The archbishop also said that Catholics should familiarise themselves with the changes in the months that remained before they are universally applied.
“In the months which remain before the new Missals are placed on our altars, we have an opportunity, week by week, to become more familiar with the texts, particularly the common parts of the Mass in which there are changes,” he said. “In all things we struggle for perfection. ‘Be perfect as your Heavenly Father is perfect’ said Jesus to His disciples. In Liturgy also we have the same endeavour.”
“The process will begin this weekend though the pace of the introduction may vary from diocese to diocese and indeed from parish to parish,” Fr Andrew McKenzie, secretary of the Liturgy commission, told the SCO this week.
In addition to changes in the English Mass translation—that will affect the recitation of the Gloria, the Creed and the various responses—the Scottish bishops are also placing increased emphasis on posture and gesture during the Mass to endure synchronicity among parishes nationwide.

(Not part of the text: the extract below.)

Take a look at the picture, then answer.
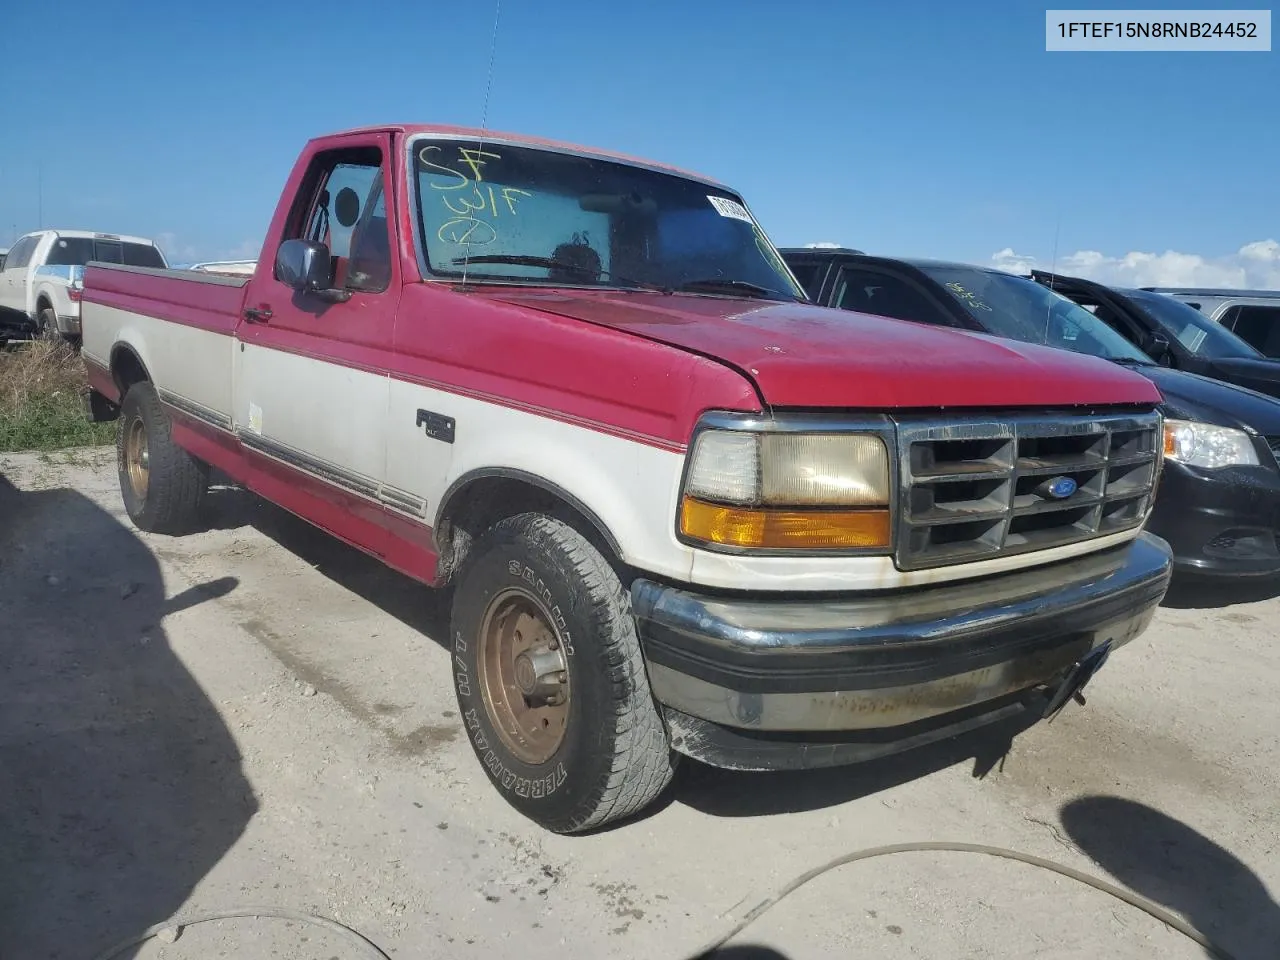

Among changes to gesture, during the Confiteor the Faithful will now be encouraged to return to the practice of striking their breast as they say ‘through my fault, my fault, through my most grievous fault,’ as occurs in the Gospel of Luke during the parable of the Pharisee and the tax collector.
In the majority of Scottish parishes preparing to adopt the new Missal translation there will be cards and leaflets available to the congregation providing further details of the changes.
“I hope that the new translation will enhance our appreciation of the Church’s Liturgy leading us to reflect more deeply on the words we use in the celebration of our Faith,” Fr McKenzie said.